In artikel 2 van het Vierde Protocol bij het EVRM gaat het om de vrijheid van verplaatsing. Een beperking van dit recht wordt aangeduid als vrijheidsbeperking. De vrijheid van verplaatsing onderscheidt zich van het recht op vrijheid en veiligheid van de persoon als bedoeld in artikel 5 EVRM. Onder het recht op vrijheid wordt in dat artikel verstaan de vrijheid om niet door de overheid aan willekeurige arrestatie of detentie te worden onderworpen. Beperking van dit recht wordt aangeduid als vrijheidsontneming. Het onderscheid tussen vrijheidsbeperking en vrijheidsontneming is van belang, omdat op grond van het EVRM de beperkingsmogelijkheden van de bewegingsvrijheid veel verder kunnen gaan dan de beperkingen van de vrijheid en veiligheid van de persoon.

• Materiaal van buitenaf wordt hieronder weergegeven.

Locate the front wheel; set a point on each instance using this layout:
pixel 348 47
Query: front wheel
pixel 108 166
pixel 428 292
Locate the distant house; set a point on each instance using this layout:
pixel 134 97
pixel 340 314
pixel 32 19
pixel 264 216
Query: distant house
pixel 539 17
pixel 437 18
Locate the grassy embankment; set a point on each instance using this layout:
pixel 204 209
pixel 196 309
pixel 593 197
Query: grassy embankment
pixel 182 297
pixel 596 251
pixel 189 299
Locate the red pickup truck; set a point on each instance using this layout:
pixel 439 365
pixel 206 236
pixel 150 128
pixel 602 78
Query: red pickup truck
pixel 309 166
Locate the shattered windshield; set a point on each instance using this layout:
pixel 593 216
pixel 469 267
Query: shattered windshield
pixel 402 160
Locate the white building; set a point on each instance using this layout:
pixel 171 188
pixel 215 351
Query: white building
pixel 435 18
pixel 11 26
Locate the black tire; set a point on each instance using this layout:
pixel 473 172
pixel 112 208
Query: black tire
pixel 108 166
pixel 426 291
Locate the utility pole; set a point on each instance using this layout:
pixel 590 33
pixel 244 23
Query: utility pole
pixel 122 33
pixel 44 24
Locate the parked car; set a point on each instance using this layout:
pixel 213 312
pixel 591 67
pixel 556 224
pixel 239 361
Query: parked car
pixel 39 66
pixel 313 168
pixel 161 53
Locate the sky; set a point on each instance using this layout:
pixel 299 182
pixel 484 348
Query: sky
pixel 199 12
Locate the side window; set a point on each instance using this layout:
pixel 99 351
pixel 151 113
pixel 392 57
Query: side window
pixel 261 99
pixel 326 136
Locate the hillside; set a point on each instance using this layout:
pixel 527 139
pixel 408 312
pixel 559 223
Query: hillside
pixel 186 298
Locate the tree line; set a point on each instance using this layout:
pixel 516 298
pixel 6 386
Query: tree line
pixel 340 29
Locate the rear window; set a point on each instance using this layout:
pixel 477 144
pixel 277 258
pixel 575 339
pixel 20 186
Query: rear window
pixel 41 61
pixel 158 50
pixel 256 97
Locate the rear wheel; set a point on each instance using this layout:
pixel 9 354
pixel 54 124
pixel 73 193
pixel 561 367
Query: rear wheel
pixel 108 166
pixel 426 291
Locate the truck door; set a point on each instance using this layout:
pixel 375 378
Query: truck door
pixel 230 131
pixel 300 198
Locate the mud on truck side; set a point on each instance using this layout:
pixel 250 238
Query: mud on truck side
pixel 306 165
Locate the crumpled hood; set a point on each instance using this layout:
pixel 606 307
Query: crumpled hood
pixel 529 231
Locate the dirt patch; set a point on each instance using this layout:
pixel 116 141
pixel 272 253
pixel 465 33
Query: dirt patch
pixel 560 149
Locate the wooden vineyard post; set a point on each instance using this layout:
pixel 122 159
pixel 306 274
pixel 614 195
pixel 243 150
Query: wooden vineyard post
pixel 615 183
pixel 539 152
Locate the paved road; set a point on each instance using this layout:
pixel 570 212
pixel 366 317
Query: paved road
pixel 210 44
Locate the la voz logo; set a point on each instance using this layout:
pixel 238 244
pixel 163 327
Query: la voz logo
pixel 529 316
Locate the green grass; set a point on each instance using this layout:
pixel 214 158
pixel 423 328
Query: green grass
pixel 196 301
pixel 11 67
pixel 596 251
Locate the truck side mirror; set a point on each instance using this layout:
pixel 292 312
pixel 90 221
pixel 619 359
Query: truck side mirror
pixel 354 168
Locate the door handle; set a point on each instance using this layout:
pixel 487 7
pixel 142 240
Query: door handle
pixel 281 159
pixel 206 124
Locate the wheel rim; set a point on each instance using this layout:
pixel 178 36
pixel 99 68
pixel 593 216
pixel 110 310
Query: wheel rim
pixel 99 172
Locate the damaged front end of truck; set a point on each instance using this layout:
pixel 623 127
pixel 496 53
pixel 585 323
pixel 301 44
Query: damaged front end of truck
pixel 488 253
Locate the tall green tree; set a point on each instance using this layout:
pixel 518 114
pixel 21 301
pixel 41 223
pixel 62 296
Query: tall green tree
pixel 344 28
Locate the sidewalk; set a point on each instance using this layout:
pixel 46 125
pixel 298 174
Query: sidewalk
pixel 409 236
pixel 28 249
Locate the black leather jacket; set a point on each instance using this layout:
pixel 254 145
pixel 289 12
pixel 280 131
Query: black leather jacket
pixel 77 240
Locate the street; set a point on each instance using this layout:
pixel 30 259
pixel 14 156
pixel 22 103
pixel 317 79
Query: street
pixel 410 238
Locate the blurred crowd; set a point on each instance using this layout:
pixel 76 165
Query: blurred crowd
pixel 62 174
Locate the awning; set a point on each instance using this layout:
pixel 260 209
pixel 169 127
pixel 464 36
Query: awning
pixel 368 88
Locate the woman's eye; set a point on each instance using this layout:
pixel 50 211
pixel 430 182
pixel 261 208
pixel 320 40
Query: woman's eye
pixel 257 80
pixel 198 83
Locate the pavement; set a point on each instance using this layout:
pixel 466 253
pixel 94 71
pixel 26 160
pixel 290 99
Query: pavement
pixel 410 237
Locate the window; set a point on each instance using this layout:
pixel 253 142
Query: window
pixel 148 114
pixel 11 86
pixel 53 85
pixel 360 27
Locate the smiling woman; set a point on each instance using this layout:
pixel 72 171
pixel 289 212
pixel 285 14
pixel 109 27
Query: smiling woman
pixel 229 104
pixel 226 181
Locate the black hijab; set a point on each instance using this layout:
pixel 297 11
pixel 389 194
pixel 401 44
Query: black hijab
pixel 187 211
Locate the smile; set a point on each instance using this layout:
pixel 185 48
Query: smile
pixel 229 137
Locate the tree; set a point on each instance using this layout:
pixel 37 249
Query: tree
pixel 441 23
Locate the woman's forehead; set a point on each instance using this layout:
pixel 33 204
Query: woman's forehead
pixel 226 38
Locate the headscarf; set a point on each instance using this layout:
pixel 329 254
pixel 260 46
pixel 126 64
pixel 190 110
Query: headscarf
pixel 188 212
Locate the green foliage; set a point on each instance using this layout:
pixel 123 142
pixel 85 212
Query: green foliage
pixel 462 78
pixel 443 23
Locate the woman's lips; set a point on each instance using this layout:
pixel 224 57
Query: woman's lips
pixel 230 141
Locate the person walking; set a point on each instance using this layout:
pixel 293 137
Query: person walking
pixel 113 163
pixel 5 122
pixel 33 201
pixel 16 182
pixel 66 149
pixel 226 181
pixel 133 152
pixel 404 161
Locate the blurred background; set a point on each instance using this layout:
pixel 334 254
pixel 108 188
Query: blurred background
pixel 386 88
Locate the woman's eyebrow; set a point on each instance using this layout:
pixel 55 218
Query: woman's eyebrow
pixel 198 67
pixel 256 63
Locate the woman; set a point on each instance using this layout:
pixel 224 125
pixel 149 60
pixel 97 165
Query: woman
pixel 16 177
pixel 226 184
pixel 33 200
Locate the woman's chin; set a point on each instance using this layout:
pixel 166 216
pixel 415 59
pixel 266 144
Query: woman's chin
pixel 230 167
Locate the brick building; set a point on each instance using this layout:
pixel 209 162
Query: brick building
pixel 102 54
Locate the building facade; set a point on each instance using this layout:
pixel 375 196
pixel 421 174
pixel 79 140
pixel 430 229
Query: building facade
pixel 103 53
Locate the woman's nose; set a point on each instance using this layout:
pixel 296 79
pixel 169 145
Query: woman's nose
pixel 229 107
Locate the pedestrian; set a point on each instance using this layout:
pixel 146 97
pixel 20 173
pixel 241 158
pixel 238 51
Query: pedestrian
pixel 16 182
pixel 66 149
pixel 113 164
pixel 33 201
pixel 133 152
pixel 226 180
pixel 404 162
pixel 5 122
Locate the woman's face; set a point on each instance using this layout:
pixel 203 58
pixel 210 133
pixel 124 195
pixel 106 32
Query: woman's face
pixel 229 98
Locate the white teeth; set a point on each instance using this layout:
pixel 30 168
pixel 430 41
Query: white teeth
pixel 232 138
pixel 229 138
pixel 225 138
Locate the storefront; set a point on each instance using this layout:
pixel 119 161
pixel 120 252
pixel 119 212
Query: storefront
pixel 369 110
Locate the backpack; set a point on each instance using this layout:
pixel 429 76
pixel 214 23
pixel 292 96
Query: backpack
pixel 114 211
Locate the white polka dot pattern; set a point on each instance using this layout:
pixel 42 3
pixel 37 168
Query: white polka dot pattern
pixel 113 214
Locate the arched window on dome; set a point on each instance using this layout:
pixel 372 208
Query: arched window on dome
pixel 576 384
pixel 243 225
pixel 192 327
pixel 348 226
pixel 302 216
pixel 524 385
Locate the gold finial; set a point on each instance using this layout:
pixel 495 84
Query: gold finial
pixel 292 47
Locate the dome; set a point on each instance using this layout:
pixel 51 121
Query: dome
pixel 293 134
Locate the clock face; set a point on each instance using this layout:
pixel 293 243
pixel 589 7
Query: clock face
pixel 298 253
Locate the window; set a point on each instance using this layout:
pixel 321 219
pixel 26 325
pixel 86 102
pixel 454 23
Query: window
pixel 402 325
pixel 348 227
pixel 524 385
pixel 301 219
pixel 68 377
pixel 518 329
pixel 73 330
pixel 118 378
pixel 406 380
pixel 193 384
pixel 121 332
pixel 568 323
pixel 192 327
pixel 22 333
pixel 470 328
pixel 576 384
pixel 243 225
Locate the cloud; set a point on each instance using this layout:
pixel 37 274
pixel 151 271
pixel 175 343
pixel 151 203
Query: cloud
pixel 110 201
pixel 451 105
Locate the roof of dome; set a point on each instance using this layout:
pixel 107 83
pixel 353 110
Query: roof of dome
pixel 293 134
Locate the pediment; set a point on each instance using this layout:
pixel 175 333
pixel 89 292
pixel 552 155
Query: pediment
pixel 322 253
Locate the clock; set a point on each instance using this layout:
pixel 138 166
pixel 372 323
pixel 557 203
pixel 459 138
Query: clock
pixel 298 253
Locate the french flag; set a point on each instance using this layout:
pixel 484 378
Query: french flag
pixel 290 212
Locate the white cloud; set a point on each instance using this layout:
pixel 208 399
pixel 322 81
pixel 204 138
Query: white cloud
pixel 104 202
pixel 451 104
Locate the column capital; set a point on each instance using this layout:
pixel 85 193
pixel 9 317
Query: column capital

Beperking van het recht op vrijheid en veiligheid is hier enkel aan de orde wanneer vervangende hechtenis ten uitvoer wordt gelegd als gevolg van het niet-naleven van de maatregel (zie artikel 38x WvSr). Er is dan sprake van rechtmatige vrijheidsontneming op de a-grond van artikel 5 EVRM, detentie na veroordeling door een daartoe bevoegde rechter. Aan de vervangende hechtenis ligt immers een rechterlijk vonnis ten grondslag.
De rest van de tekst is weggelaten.